Thanks, Sarah, and I just want to reinforce that message that Sarah had, because I think a lot of people will be wanting to look forward, and gee, where does this go, and how do I contribute to the bigger, broader organization, and I appreciate that, that everybody will want to do that, but I would just tell you that this is a very, very large transaction, and it will be seen with a lot of scrutiny, I’m sure, from the FTC, and so we absolutely, more than usual even — I mean, we always have transactions, and we’re always up against FTC issues, but I would just tell you we need to be very, very careful, because you never know when something that on your part you thought was perfectly fine and perfectly appropriate for the best interest of the future, you really do need to be careful. And we need to remember: we’re still, like, you know, until closing, which we’ve said would be in the first half of 2016 — and we don’t know exactly when that could be, you know, and so I wouldn’t even try to speculate, but it is going to be a long period here, and we are still operating as the Williams Companies. We still are the Williams Companies. We have the duties to the shareholders of the Williams Companies. And we need to remember our same governance, our same policies. And there will be some high-level interaction on issues with ETE, but please just remember, it’s our policies, our procedures, everything that we run the business today, until you’re told otherwise. So please remember that, and that really will make our lives a lot simpler. And you may get asked to contribute into a team later in the process, and if you do, I’m sure you’ll help out on that. But in the meantime, be careful about going too far beyond running the company as we normally would run the company.

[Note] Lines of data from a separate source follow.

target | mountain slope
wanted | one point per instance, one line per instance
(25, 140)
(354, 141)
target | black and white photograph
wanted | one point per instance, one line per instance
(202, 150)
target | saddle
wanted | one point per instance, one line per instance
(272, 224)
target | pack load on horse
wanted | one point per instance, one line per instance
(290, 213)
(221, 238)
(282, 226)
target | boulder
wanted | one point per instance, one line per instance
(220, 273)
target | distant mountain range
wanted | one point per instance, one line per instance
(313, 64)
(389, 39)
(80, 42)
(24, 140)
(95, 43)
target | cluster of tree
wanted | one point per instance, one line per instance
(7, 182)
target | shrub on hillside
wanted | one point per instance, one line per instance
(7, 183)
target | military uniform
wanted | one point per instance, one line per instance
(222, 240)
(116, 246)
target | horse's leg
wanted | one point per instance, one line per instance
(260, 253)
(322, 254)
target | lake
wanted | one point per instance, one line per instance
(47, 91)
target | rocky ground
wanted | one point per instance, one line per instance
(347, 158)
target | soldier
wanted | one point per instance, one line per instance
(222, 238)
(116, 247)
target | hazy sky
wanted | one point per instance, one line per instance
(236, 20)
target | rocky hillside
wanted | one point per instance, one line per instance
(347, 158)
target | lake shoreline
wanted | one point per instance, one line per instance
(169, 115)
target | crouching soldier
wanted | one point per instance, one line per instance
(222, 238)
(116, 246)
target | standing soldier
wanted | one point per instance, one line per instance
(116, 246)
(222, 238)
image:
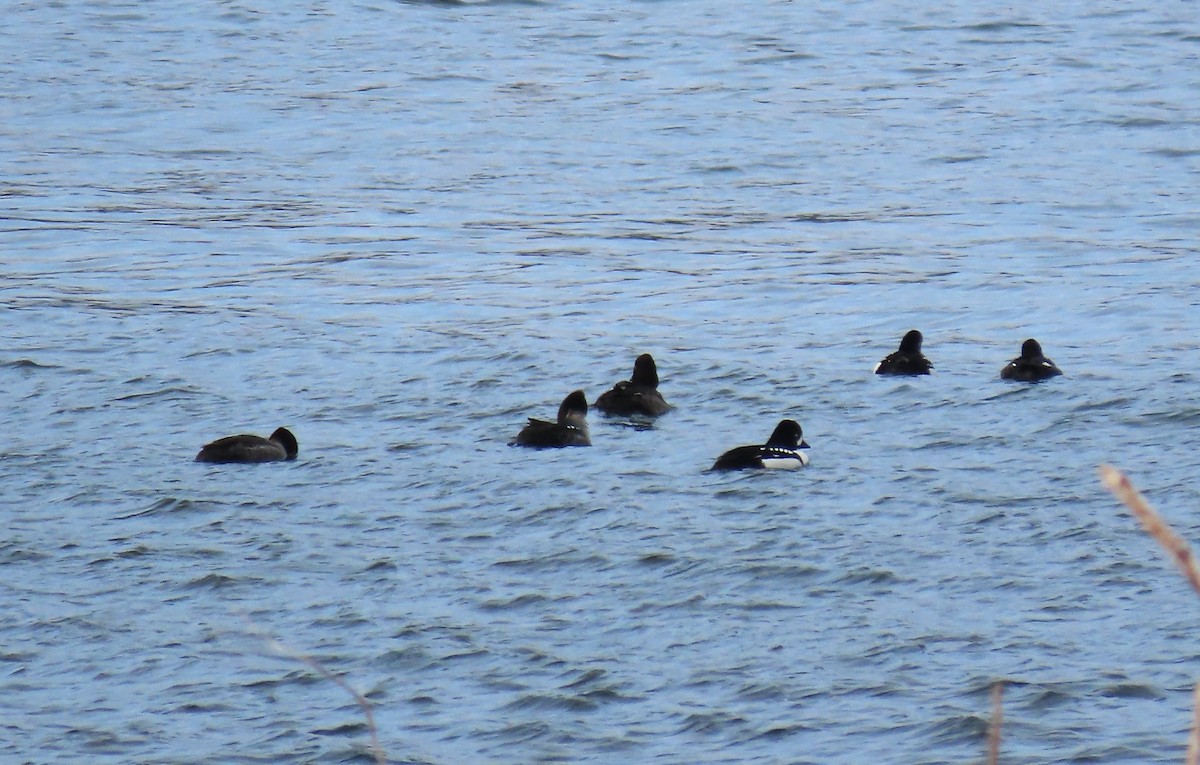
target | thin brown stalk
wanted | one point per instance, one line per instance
(997, 718)
(1194, 738)
(1175, 546)
(361, 700)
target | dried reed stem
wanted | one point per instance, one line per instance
(1180, 552)
(1175, 546)
(997, 718)
(1194, 738)
(361, 700)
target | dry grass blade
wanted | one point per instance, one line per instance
(1180, 552)
(361, 700)
(1175, 546)
(997, 717)
(1194, 738)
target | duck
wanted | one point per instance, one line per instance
(907, 360)
(251, 449)
(780, 452)
(636, 396)
(1031, 366)
(570, 429)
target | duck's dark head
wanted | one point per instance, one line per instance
(787, 435)
(911, 342)
(283, 438)
(646, 373)
(574, 409)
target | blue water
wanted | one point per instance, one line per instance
(400, 229)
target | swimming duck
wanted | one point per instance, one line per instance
(571, 428)
(636, 396)
(1031, 366)
(282, 445)
(779, 452)
(907, 360)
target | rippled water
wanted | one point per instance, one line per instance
(400, 229)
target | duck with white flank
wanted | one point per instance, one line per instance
(780, 452)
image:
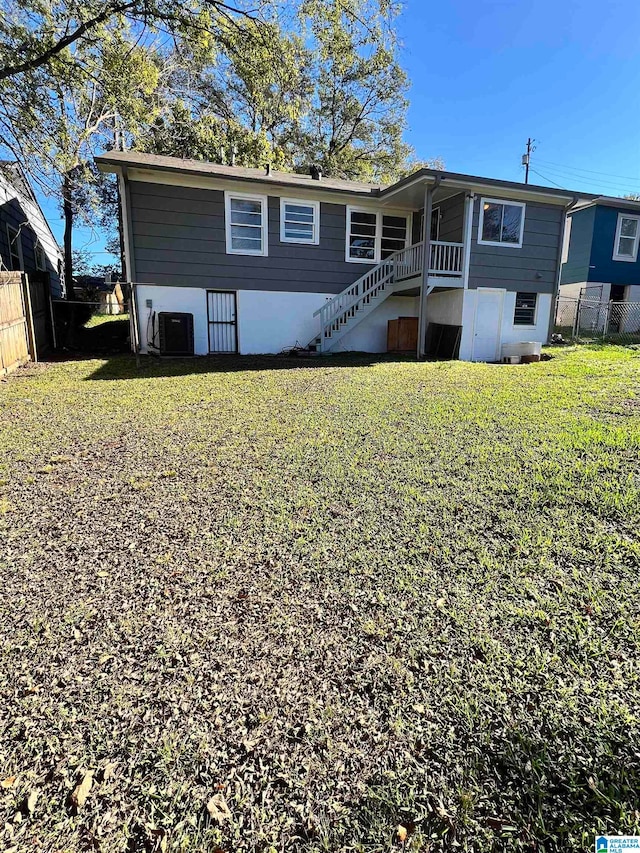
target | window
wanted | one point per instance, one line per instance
(246, 224)
(627, 232)
(525, 312)
(394, 235)
(15, 248)
(41, 258)
(372, 236)
(501, 223)
(299, 221)
(435, 224)
(566, 240)
(361, 237)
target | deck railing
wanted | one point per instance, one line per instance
(446, 258)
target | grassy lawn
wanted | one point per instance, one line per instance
(364, 606)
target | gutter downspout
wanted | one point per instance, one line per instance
(556, 290)
(125, 212)
(468, 229)
(426, 263)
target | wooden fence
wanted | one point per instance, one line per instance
(17, 343)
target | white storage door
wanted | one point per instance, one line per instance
(223, 330)
(487, 325)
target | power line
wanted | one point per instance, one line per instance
(589, 171)
(611, 185)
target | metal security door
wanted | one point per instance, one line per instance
(223, 330)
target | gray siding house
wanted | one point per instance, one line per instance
(264, 260)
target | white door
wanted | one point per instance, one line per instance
(487, 324)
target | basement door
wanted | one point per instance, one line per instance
(221, 314)
(487, 324)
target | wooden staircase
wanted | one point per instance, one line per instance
(343, 312)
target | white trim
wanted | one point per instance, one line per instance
(264, 224)
(377, 246)
(616, 243)
(315, 205)
(502, 291)
(17, 241)
(126, 227)
(535, 310)
(566, 239)
(500, 243)
(433, 210)
(38, 250)
(469, 203)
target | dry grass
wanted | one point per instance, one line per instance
(356, 601)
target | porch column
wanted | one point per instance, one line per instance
(469, 201)
(426, 262)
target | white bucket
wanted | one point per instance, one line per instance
(521, 348)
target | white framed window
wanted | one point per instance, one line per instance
(625, 247)
(525, 310)
(501, 223)
(15, 248)
(40, 256)
(373, 235)
(566, 240)
(299, 221)
(246, 225)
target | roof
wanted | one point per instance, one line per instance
(115, 160)
(610, 201)
(158, 162)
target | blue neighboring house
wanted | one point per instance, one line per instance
(600, 257)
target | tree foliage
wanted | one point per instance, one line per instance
(289, 82)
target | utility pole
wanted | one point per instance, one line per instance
(526, 158)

So thank you for that, and, you know, I think the best thing we can do in those situations is just to remember that we are a separate public company, and even in the future, as Williams Partners, this will be a separate publicly-traded company as Williams Partners. And there isn’t any ifs, ands, or buts about that, and it’ll have all those same obligations of a public company with its own separate group of public unit holders, and we need to remember that.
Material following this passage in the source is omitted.